Seattle Times movie critic
'Grown Ups,' with Adam Sandler, Kevin James, Chris Rock, David Spade, Rob Schneider, Salma Hayek, Maria Bello, Maya Rudolph. Directed by Dennis Dugan, from a screenplay by Sandler and Fred Wolf. 102 minutes. Rated PG-13 for crude material including suggestive references, language and some rear male nudity. Several theaters.
The new Adam Sandler comedy "Grown Ups" is unexpectedly low-key, and feels a bit like watching someone's vacation videos, with some extra granny-flatulence jokes tossed in. (Then again, I haven't seen your vacation videos.) Aimed squarely at the 40-something demographic, it's the story of five former kid-basketball teammates (Sandler, Kevin James, Chris Rock, David Spade and Rob Schneider) who reunite, 30 years later, after the death of their beloved coach. Spending the Fourth of July weekend together at a lake cabin with their families after the funeral, they learn that friendship springs eternal. Among other things.
Those expecting tasteless content will find a smattering of it — breast-feeding jokes, sexual-desirability-of-older- women jokes, hot-teenage-daughter jokes — not to mention a healthy dose of pratfalls, including one that you can't imagine James would survive in anything resembling a real world.
But all of this feels beside the point, almost as if it's there out of contractual obligation. (Maybe it is.) Sandler and director Dennis Dugan (who's directed numerous Sandler films) seem more interested in something, well, a bit more grown-up. And as we watch the guys demonstrate their devotion to their wives and children, and their newfound loyalty to each other ... well, it gets pretty dull. Harmless, but dull. Dugan doesn't seem to know what to do with scenes in which people talk to each other — he's more comfortable with slapsticky montages of the gang at a water park — and "Grown Ups" turns out to be an oddly immature film about maturity.

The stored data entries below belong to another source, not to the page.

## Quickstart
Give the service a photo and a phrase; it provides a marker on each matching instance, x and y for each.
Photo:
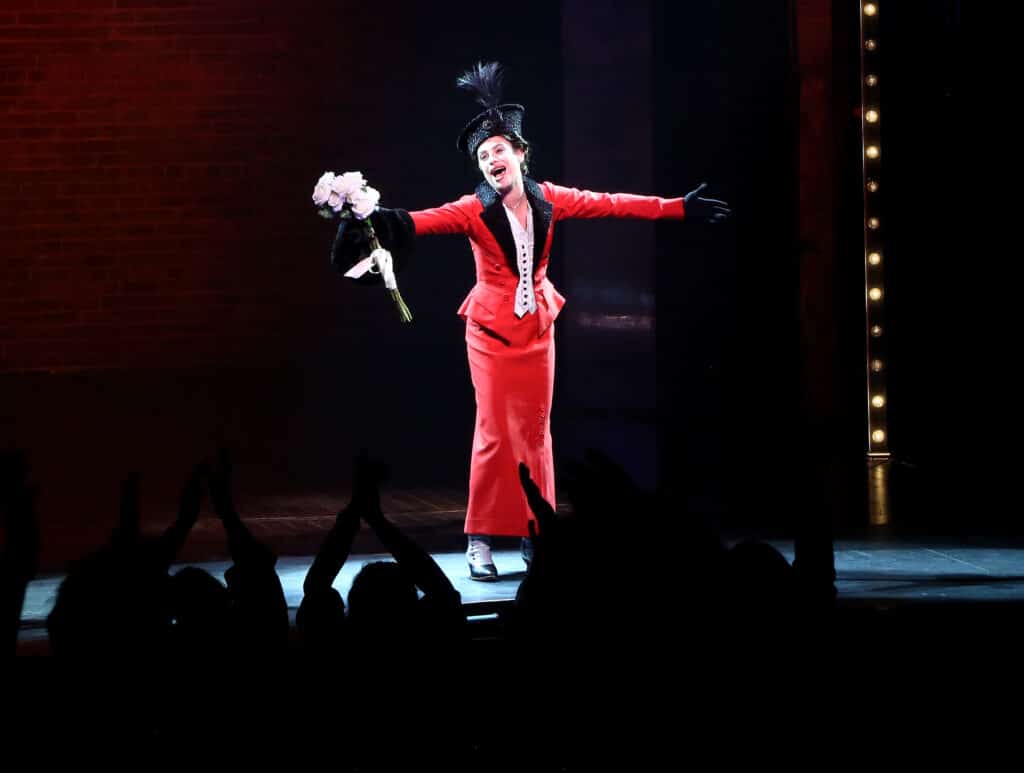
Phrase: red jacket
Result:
(480, 217)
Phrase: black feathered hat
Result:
(484, 82)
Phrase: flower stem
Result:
(404, 314)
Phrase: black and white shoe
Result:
(481, 564)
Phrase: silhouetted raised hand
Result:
(382, 594)
(19, 557)
(260, 609)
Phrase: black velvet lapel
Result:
(498, 222)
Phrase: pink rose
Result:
(323, 189)
(365, 202)
(347, 183)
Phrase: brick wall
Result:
(156, 163)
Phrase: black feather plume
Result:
(484, 82)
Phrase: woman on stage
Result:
(510, 312)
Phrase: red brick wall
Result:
(156, 163)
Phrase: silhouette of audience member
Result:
(116, 601)
(385, 605)
(259, 609)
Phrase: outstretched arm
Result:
(572, 203)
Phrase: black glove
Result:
(394, 230)
(708, 210)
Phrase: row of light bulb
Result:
(872, 152)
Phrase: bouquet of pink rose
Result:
(348, 196)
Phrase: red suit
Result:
(512, 359)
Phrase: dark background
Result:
(165, 288)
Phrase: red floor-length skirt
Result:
(514, 381)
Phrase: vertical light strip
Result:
(873, 228)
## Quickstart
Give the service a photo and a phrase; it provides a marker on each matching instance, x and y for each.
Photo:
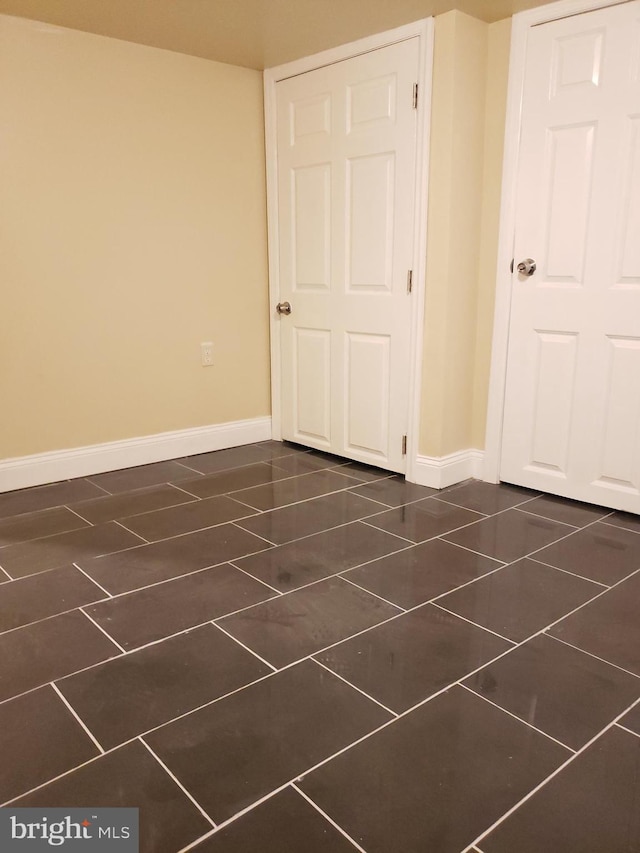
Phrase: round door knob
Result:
(527, 267)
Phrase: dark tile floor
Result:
(267, 649)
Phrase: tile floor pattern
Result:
(268, 649)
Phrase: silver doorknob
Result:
(527, 267)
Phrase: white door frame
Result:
(423, 30)
(521, 25)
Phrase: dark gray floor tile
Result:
(233, 480)
(488, 498)
(177, 520)
(128, 777)
(141, 476)
(509, 535)
(591, 806)
(236, 751)
(303, 463)
(283, 492)
(294, 522)
(560, 509)
(409, 658)
(160, 561)
(166, 608)
(365, 473)
(40, 596)
(111, 507)
(285, 823)
(601, 552)
(561, 691)
(306, 560)
(424, 519)
(628, 520)
(39, 739)
(125, 697)
(39, 555)
(394, 491)
(434, 779)
(278, 449)
(300, 623)
(35, 525)
(609, 627)
(520, 599)
(47, 650)
(632, 720)
(43, 497)
(422, 572)
(232, 457)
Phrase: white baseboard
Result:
(437, 472)
(25, 471)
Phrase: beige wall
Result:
(469, 93)
(132, 227)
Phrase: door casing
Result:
(423, 30)
(521, 26)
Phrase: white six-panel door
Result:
(346, 152)
(572, 409)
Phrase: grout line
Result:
(246, 648)
(72, 710)
(567, 572)
(225, 823)
(100, 628)
(368, 591)
(106, 591)
(519, 719)
(124, 527)
(475, 624)
(55, 778)
(81, 517)
(591, 655)
(346, 489)
(545, 781)
(102, 488)
(382, 530)
(461, 586)
(326, 817)
(253, 577)
(520, 508)
(198, 840)
(177, 781)
(619, 526)
(629, 731)
(394, 714)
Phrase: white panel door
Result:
(572, 410)
(346, 195)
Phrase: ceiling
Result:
(254, 33)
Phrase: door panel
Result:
(312, 378)
(346, 200)
(572, 407)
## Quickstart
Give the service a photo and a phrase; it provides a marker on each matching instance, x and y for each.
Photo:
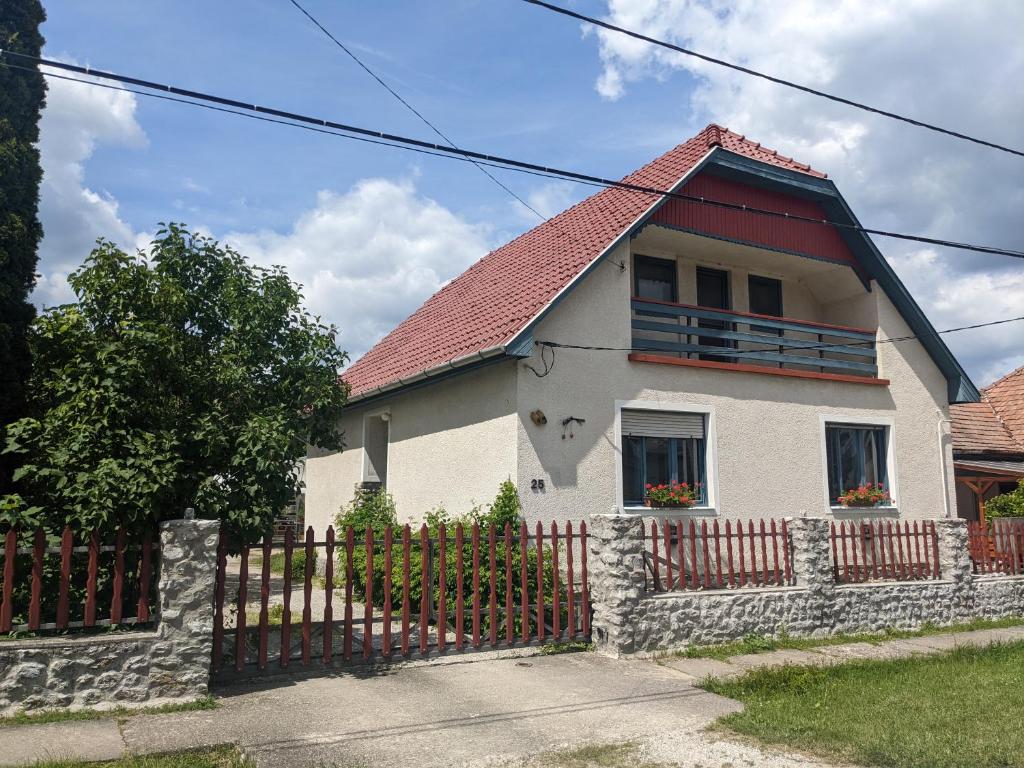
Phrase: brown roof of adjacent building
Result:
(996, 424)
(489, 303)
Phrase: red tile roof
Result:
(497, 297)
(996, 424)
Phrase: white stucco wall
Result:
(769, 430)
(451, 443)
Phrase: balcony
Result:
(687, 335)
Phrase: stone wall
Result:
(628, 621)
(169, 664)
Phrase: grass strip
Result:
(783, 641)
(962, 709)
(40, 717)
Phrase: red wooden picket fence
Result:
(501, 588)
(872, 550)
(996, 550)
(691, 555)
(93, 584)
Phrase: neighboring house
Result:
(715, 346)
(988, 444)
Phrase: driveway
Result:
(493, 713)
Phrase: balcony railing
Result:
(697, 333)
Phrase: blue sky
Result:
(372, 231)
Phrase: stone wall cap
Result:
(104, 639)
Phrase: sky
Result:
(372, 231)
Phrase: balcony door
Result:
(713, 293)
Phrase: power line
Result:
(770, 78)
(412, 109)
(427, 147)
(695, 331)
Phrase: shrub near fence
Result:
(871, 550)
(685, 555)
(472, 587)
(998, 550)
(75, 581)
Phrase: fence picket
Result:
(368, 606)
(718, 555)
(584, 579)
(117, 596)
(240, 619)
(441, 589)
(64, 593)
(539, 539)
(460, 606)
(667, 534)
(90, 581)
(493, 584)
(349, 579)
(406, 607)
(523, 586)
(785, 552)
(680, 557)
(706, 553)
(218, 602)
(264, 604)
(570, 597)
(285, 653)
(556, 611)
(728, 550)
(307, 598)
(509, 616)
(329, 595)
(695, 577)
(476, 585)
(35, 602)
(426, 588)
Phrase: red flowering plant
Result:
(865, 496)
(672, 495)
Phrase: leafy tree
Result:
(1007, 505)
(188, 378)
(22, 96)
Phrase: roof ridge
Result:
(1003, 378)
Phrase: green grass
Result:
(219, 757)
(765, 643)
(958, 710)
(40, 717)
(565, 646)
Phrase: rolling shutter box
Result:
(662, 424)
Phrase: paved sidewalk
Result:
(695, 670)
(494, 713)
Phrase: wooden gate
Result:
(397, 594)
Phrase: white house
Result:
(640, 338)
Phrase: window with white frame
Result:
(857, 456)
(663, 446)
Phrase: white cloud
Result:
(78, 119)
(943, 61)
(368, 257)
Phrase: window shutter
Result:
(663, 424)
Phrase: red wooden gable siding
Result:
(812, 240)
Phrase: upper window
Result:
(662, 446)
(654, 279)
(856, 457)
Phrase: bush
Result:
(375, 509)
(1007, 505)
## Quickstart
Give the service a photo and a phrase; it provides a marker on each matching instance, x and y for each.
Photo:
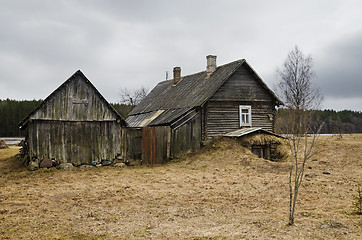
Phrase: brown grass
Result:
(221, 192)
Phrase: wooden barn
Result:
(74, 124)
(197, 107)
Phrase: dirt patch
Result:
(221, 192)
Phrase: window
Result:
(245, 116)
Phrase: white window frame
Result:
(245, 117)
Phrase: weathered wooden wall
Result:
(223, 117)
(132, 143)
(243, 85)
(156, 144)
(187, 136)
(75, 101)
(75, 142)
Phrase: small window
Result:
(245, 116)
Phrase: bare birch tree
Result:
(300, 96)
(132, 97)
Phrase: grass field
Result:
(220, 192)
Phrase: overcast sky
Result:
(130, 44)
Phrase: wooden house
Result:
(74, 124)
(203, 105)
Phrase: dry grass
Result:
(221, 192)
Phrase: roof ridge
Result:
(189, 75)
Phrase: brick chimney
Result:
(211, 64)
(176, 75)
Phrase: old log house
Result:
(197, 107)
(74, 124)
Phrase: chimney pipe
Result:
(211, 64)
(176, 75)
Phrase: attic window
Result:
(245, 116)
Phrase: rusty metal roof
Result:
(193, 90)
(190, 92)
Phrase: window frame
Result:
(247, 116)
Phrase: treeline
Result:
(334, 122)
(14, 111)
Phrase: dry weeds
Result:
(221, 192)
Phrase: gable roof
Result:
(190, 92)
(77, 74)
(246, 131)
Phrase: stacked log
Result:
(3, 144)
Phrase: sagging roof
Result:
(190, 92)
(246, 131)
(78, 73)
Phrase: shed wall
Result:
(187, 136)
(75, 142)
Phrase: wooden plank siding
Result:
(223, 117)
(243, 85)
(187, 136)
(75, 101)
(242, 88)
(132, 143)
(74, 142)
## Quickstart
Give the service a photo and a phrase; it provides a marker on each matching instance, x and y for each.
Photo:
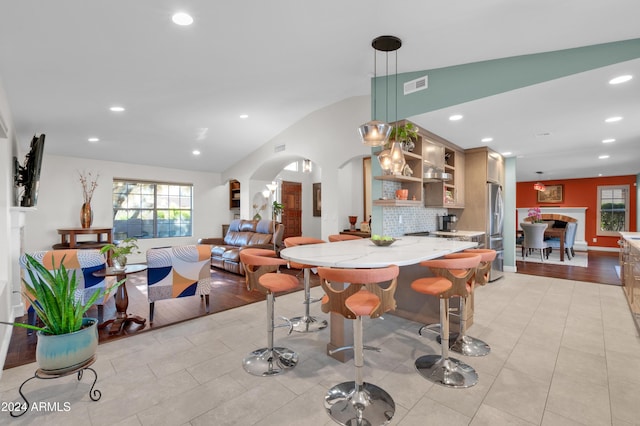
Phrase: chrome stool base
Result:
(348, 406)
(308, 324)
(270, 362)
(470, 346)
(446, 372)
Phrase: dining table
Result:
(406, 252)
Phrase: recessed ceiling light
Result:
(620, 79)
(182, 18)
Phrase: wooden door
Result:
(292, 215)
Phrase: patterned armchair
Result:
(178, 271)
(84, 262)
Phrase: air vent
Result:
(416, 85)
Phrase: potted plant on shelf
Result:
(406, 134)
(68, 340)
(120, 251)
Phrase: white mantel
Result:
(18, 215)
(578, 213)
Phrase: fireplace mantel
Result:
(578, 213)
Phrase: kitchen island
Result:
(406, 252)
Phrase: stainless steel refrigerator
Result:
(495, 219)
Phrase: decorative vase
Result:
(119, 262)
(86, 215)
(66, 352)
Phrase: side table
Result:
(122, 319)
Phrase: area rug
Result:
(580, 259)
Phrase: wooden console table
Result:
(68, 238)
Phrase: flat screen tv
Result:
(28, 175)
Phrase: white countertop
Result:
(363, 253)
(458, 233)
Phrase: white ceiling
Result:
(64, 63)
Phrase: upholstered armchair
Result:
(83, 262)
(178, 271)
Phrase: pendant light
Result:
(539, 186)
(376, 133)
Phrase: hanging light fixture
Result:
(539, 186)
(375, 132)
(306, 166)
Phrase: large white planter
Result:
(65, 352)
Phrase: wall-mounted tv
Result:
(28, 176)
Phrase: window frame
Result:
(600, 189)
(154, 209)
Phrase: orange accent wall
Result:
(582, 193)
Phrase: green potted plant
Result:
(406, 134)
(121, 250)
(68, 339)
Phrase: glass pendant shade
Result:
(384, 158)
(375, 133)
(397, 159)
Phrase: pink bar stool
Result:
(342, 237)
(261, 268)
(357, 402)
(450, 280)
(463, 344)
(305, 323)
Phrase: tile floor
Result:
(563, 353)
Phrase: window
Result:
(613, 214)
(151, 209)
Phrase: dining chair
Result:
(534, 239)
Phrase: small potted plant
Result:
(68, 339)
(120, 251)
(406, 134)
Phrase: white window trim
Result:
(600, 232)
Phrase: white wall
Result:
(60, 199)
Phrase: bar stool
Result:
(261, 272)
(463, 344)
(357, 402)
(342, 237)
(305, 323)
(450, 280)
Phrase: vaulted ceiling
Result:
(63, 64)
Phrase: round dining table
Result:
(406, 252)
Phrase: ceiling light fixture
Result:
(539, 186)
(182, 19)
(306, 166)
(620, 79)
(375, 132)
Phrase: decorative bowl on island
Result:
(382, 241)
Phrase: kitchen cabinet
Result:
(234, 194)
(409, 181)
(441, 155)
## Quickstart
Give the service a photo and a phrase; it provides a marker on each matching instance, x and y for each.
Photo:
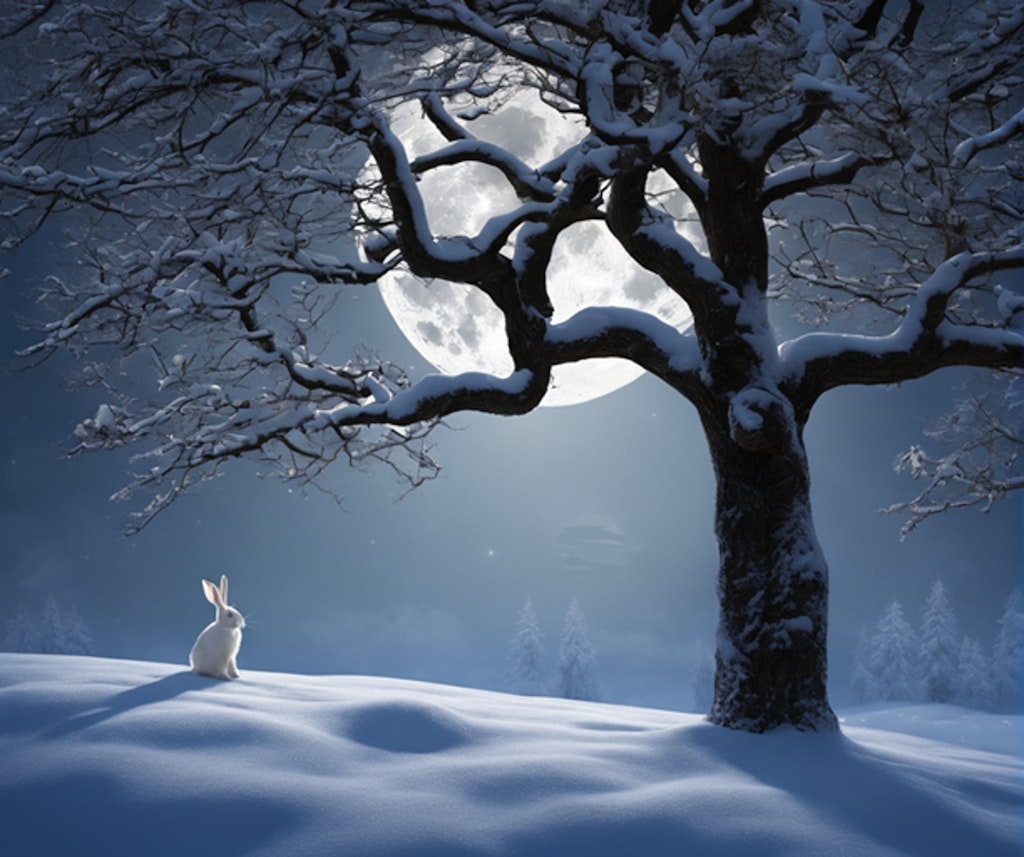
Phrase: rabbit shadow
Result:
(160, 690)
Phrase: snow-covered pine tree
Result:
(51, 629)
(1008, 654)
(702, 678)
(974, 679)
(577, 667)
(862, 684)
(939, 649)
(893, 656)
(77, 636)
(525, 671)
(23, 633)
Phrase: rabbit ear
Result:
(212, 594)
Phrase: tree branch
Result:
(927, 339)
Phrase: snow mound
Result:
(115, 757)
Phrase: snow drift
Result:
(108, 757)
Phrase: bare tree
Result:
(210, 158)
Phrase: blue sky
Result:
(608, 501)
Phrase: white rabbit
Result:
(217, 645)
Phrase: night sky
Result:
(608, 501)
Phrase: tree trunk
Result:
(771, 660)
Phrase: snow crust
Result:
(118, 757)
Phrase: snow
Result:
(120, 757)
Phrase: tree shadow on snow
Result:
(160, 690)
(911, 809)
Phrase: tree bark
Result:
(771, 660)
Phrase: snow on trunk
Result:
(771, 662)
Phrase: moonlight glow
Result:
(456, 327)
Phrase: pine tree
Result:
(23, 633)
(51, 630)
(1008, 654)
(702, 678)
(577, 670)
(525, 673)
(862, 683)
(974, 681)
(893, 662)
(77, 637)
(939, 647)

The cast is likable enough to keep things watchable, particularly James and Rock. (Among their wives, Maya Rudolph and her dry wit get some funny moments, but the movie is more interested in the women as sight gags.) And it's nice to see Sandler trying something a little different, even though it seems out of his and Dugan's comfort zone. But still — 102 minutes of vacation videos, even with movie stars and butt jokes in them, feels like too much, even for grown-ups.